Of course, writing invariants and contract tests still defines correctness through code. Humans write rules; AI finds paths within them. But this model points toward a further horizon: a day when humans may not need to translate constraints into code at all. You simply say “the API response must fall within these cases,” and the AI understands, checks its own generated code against the statement, and determines whether it passes. At that point, the “gate” the human guards is no longer code — it’s human intent itself. The cost: you lose mechanical determinism — no compiler tells you definitively pass or fail. But what you gain crosses a gap of orders of magnitude that code-level constraints can never bridge.
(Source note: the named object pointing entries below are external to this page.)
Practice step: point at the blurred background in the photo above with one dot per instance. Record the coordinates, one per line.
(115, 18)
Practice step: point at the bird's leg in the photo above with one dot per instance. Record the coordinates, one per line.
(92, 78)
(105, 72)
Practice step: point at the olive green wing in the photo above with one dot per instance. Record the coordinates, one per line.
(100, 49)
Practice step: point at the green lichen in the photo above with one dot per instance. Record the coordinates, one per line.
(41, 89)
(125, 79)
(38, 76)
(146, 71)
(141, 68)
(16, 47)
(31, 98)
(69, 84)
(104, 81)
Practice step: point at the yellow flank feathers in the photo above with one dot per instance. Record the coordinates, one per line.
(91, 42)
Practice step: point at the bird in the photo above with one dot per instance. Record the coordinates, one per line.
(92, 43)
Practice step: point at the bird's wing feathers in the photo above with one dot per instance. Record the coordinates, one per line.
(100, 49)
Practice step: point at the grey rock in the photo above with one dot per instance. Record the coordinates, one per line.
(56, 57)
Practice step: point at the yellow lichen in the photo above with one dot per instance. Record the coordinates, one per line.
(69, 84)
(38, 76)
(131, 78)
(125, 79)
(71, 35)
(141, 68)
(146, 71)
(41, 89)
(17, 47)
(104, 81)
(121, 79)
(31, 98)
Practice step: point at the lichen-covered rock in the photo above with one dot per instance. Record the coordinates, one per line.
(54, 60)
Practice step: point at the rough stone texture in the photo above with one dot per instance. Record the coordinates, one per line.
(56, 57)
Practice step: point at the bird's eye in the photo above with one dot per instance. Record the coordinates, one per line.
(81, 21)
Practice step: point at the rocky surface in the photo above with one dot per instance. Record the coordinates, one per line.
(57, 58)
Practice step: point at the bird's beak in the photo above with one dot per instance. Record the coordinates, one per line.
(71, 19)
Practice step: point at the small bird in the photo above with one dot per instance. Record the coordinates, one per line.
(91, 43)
This is feasible because of an underlying shift in the cost structure. In the human era, defining the path was cheaper than defining the boundary — writing five unit tests was far easier than writing one formal invariant. In the AI era, the cost of implementation approaches zero and the capacity to explore paths has exploded, but the cost of verification — especially human verification — remains high. Redirecting human effort from “writing path tests” to “defining boundary constraints” is repositioning your most expensive resource — human judgment — onto its most irreplaceable position.
Our intuition says that AI’s uncertainty calls for deterministic constraints, and TDD seems like the optimal solution to this tension. But that intuition misses a critical variable: whether the constrained entity possesses an internal standard of correctness. Humans do, so TDD in human hands is a road-sign system. AI does not, so TDD in AI hands is a Goodhart’s playground. Same methodology, different operator, different output.
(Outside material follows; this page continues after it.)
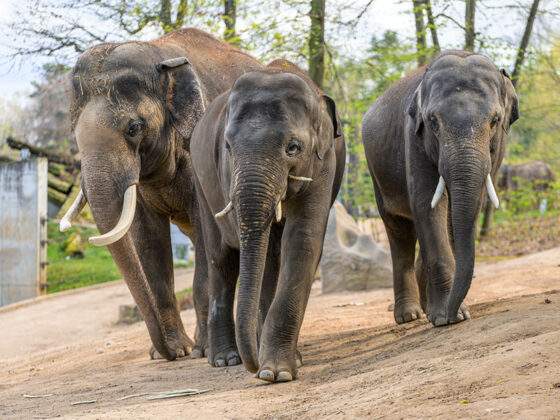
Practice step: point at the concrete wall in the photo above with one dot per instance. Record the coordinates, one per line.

This doesn’t mean we should abandon testing. On the contrary, the AI era demands heavier testing than ever — higher density, harder to game. But its form is no longer unit tests carpeting every function; it’s invariants, contracts, and E2E verification concentrated at system boundaries. Determinism should guard the destination, not litter every inch of the road.
Yet even this is an intermediate state. Property-based testing, contract testing — at the end of the day, humans are still defining correctness through code: writing rules, writing invariants, writing checkers. And what code can express as constraints is always finite: you write down rules one by one; the AI sees an entire space it can freely explore. This frontier remains open: the next step is handing the judgment of “did the test pass” over to AI itself — describing acceptance criteria in natural language, and letting a second AI instance judge whether the first AI’s code satisfies them. The flexibility of this path is something code-level testing can never match. The cost: you lose mechanical determinism — test pass/fail is no longer an absolute, repeatable signal. This is a genuine trade-off, worth an entire article of its own. But whichever path you choose, one thing is certain: expecting to bridge the gap between AI and traditional testing by adding more unit tests or tweaking the TDD process — this is a gap measured in orders of magnitude. Not a matter of attitude, not something methodology iteration can close.